1. Adobe: The Painful Pivot to Subscriptions
Remember buying software in a box? Adobe built an empire on it. For decades, it sold Photoshop, Premiere, and its other Creative Suite applications for hundreds or even thousands of dollars a pop. It was
a hugely profitable, predictable business. Then, in 2013, they blew it up. Adobe announced it was moving exclusively to a subscription model, Creative Cloud. The backlash from its loyal user base was immediate and intense. Customers who had spent a fortune on software licenses felt betrayed, suddenly forced into a perpetual rental model. It was a massive gamble. This move mirrors Netflix’s own painful, customer-infuriating pivot away from its popular DVD-by-mail service to prioritize the then-unproven world of streaming. Like Netflix, Adobe’s leadership understood that the future wasn’t in one-time purchases but in recurring revenue and direct customer relationships. They endured the short-term pain for an astronomically successful long-term gain, transforming their company into a SaaS (Software as a Service) titan.
2. Amazon (AWS): Turning a Cost Center into a Juggernaut
Everyone knows Amazon as the “everything store,” but its most profitable division, Amazon Web Services (AWS), started as an internal solution to an internal problem. As Amazon.com scaled in the early 2000s, its engineers built a robust, efficient, and scalable infrastructure to run the site. Most companies would have simply treated this as a cost of doing business. Amazon saw it differently. Jeff Bezos and his team realized the powerful infrastructure they’d built for themselves could be rented out to other companies. In 2006, they launched AWS. This is the ultimate example of turning an operational expense into a world-changing revenue stream. It’s strategically similar to Netflix’s evolution. Netflix first built a massive content delivery network and recommendation engine to serve its own streaming needs. It then took the next step: instead of just delivering other studios’ content, it started producing its own. Both companies weaponized their internal capabilities to create entirely new, dominant business lines.
3. Spotify: Walking the Content-Versus-Distribution Tightrope
No company offers a more direct parallel to Netflix’s strategic dilemma than Spotify. For years, Netflix was at the mercy of Hollywood studios, paying exorbitant licensing fees for TV shows and movies that could be pulled at any time. The solution? Become the studio. Investing billions in Netflix Originals gave them control over their own destiny. Spotify lives this reality every day. Its core product—music—is licensed from a handful of powerful record labels that are also its direct competitors (some have stakes in rival streaming services). To break this dependency, Spotify made a massive, Netflix-style bet on podcasts. By acquiring podcast networks and signing exclusive deals with figures like Joe Rogan, Spotify is attempting to build a library of original, owned content that you can’t get anywhere else. It’s a high-stakes, expensive gambit to shift from being a mere distributor to a must-have destination, and the outcome is still very much in play.
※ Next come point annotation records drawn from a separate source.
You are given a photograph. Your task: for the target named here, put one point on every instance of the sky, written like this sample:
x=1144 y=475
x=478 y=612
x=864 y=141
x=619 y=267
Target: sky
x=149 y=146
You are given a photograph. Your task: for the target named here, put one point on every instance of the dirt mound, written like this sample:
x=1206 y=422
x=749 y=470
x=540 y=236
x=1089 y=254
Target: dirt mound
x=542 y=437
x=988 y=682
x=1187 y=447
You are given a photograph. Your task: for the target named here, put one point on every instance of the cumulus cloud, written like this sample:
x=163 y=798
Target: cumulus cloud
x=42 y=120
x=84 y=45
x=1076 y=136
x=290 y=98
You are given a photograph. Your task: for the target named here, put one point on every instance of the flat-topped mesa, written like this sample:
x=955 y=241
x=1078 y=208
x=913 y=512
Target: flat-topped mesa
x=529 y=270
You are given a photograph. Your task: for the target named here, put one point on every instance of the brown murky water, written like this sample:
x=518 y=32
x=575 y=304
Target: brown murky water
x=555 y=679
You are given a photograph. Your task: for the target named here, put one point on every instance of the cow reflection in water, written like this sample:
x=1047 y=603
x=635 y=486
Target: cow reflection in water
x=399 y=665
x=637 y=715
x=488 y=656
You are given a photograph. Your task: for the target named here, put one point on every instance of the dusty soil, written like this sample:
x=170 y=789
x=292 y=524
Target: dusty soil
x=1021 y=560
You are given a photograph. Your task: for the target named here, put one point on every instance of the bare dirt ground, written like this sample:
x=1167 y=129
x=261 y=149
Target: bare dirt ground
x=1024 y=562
4. Nvidia: Seeing the Next Platform Shift
Netflix’s bet on streaming wasn’t just a bet on content; it was a bet on technology. Reed Hastings famously wagered that internet bandwidth would become cheaper and more ubiquitous, making high-quality video streaming possible for the masses. He was right, and Netflix was perfectly positioned when that future arrived. Nvidia’s story is a masterclass in the same kind of foresight. For most of its life, Nvidia was known for making graphics processing units (GPUs) for video games. But its leaders realized that the parallel processing power that made games look good was also uniquely suited for the complex calculations required for artificial intelligence. They began investing heavily in AI-specific software (like CUDA) and hardware years before the AI boom went mainstream. When the generative AI explosion happened, Nvidia wasn't just a participant; it was the essential, underlying platform. Like Netflix with streaming, Nvidia saw where the technological puck was going and skated there years ahead of everyone else.
5. Microsoft: The Art of Corporate Reinvention
By the early 2010s, Microsoft was a technology giant, but it was a legacy giant. It was the company of Windows and Office, and it had missed the boat on mobile, search, and social media. It was seen as powerful but stagnant. The idea that this behemoth could become nimble and innovative again seemed laughable. Under CEO Satya Nadella, who took over in 2014, Microsoft underwent one of the most stunning corporate transformations in history. Nadella de-emphasized the Windows-first religion and reoriented the entire company around cloud computing (“Azure”) and services. He embraced open-source software, partnered with rivals, and fostered a culture of learning instead of knowing. It was a complete philosophical reboot that turned Microsoft from a relic into a leader in the next generation of tech. It’s a powerful lesson that even the biggest ships can be turned, a story of reinvention on a scale that Reed Hastings and Ted Sarandos would surely admire.